Introducing Darwin: A Specialized GPT for Scientific Innovation
Darwin is an innovative open-source project developed by the University of New South Wales AI4Science and GreenDynamics AI. It focuses on improving artificial intelligence's ability to understand and generate scientific content, primarily in the fields of materials science, chemistry, and physics. By fine-tuning the powerful LLaMA model on a vast array of scientific literature and datasets, Darwin aims to enhance the precision and applicability of language models in scientific research.
Key Features
- Scientific Focus: Darwin is specifically designed to process and generate scientific information, making it a valuable tool for research in materials science, chemistry, and physics.
- Integration of Knowledge: The model combines structured and unstructured scientific data to improve its understanding and output in scientific contexts.
- Open Source and Research-Oriented: As an open-source project licensed under CC BY NC 4.0, Darwin is intended for non-commercial research purposes only.
Recent Updates
Darwin continues to evolve and achieve significant milestones:
- As of February 15, 2024, Darwin has set a new standard in tasks related to experimental bandgap prediction and metallic classification, outperforming existing models like Fine-tuned GPT-3.5.
- A Google Colab version was made available in September 2023, enabling wider usage and experimentation with the model.
Model Insights
Built on the robust framework of the 7B LLaMA model, Darwin is trained using over 100,000 data points.

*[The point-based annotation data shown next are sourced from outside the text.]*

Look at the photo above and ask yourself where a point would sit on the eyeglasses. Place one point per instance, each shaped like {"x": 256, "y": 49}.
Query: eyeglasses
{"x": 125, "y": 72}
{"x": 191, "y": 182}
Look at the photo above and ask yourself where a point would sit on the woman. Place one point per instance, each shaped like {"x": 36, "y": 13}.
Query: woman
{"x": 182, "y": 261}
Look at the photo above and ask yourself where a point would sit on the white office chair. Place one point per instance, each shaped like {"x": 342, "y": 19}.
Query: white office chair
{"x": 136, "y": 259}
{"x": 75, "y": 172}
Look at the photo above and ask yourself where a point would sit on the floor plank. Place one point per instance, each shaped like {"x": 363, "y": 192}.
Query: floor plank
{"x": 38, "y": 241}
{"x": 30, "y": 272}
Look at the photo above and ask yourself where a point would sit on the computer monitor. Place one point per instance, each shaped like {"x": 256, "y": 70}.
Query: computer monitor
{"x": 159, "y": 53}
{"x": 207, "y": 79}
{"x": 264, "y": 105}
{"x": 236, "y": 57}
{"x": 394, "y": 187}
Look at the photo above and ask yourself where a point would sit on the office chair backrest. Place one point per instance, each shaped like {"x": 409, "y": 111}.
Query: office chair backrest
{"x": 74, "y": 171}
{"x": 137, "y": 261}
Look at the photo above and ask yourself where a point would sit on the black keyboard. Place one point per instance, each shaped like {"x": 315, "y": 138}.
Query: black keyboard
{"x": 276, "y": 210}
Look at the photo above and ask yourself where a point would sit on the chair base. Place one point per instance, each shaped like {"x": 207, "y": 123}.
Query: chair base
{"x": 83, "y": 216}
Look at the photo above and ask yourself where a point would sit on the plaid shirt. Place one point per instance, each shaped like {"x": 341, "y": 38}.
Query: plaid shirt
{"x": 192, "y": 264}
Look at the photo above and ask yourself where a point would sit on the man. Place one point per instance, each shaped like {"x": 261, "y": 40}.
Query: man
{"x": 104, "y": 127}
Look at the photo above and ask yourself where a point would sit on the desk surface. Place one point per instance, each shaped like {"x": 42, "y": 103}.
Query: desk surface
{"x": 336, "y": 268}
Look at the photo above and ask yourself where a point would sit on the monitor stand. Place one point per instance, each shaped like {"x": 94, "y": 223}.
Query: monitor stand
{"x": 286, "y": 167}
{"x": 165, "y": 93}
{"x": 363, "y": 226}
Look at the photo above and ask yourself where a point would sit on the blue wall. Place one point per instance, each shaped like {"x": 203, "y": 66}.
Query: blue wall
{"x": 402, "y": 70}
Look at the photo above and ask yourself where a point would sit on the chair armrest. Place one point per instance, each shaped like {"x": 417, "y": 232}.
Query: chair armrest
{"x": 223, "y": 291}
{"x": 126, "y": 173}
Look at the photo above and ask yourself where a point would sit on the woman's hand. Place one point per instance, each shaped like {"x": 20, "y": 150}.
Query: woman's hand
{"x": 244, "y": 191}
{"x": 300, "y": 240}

These are generated by the Darwin Scientific Instruction Generator (SIG), utilizing data from FAIR datasets and a comprehensive scientific literature corpus. This approach has enabled Darwin to surpass models like GPT-4 in scientific question-and-answer tasks and beat fine-tuned GPT-3 in chemistry problem-solving.
Development and Usage
The Darwin project is a work in progress, with ongoing efforts to advance its capabilities and safety measures. Users are encouraged to explore Darwin's potential and contribute feedback to enhance its development.
For those interested in using Darwin:
- Detailed installation instructions and requirements are provided to facilitate set-up and use.
- The model requires significant computational resources, such as a minimum of 10GB GPU memory for inference.
Fine-tuning and Data Sources
Researchers can further fine-tune the Darwin model using different datasets. The project employs extensive scientific literature and FAIR datasets as primary data sources, supporting advanced scientific experimentation.
The Team Behind Darwin
The project boasts a strong collaborative team from UNSW and GreenDynamics along with key advisors from UNSW Engineering. These contributors bring together expertise from multiple disciplines to drive the project's success.
Acknowledgements and Future Opportunities
Darwin's development has benefited from various influential open-source projects, including LLaMA and Stanford Alpaca, as well as gptchem. The team acknowledges the support of NCI Australia for high-performance computing resources.
For individuals interested in joining this pioneering work, PhD, PostDoc, and other career opportunities are available. Enthusiasts are encouraged to contact the project leaders for more information.
Darwin represents a significant leap in applying AI to scientific research, and as its development continues, it promises to unlock even more potential within the scientific community.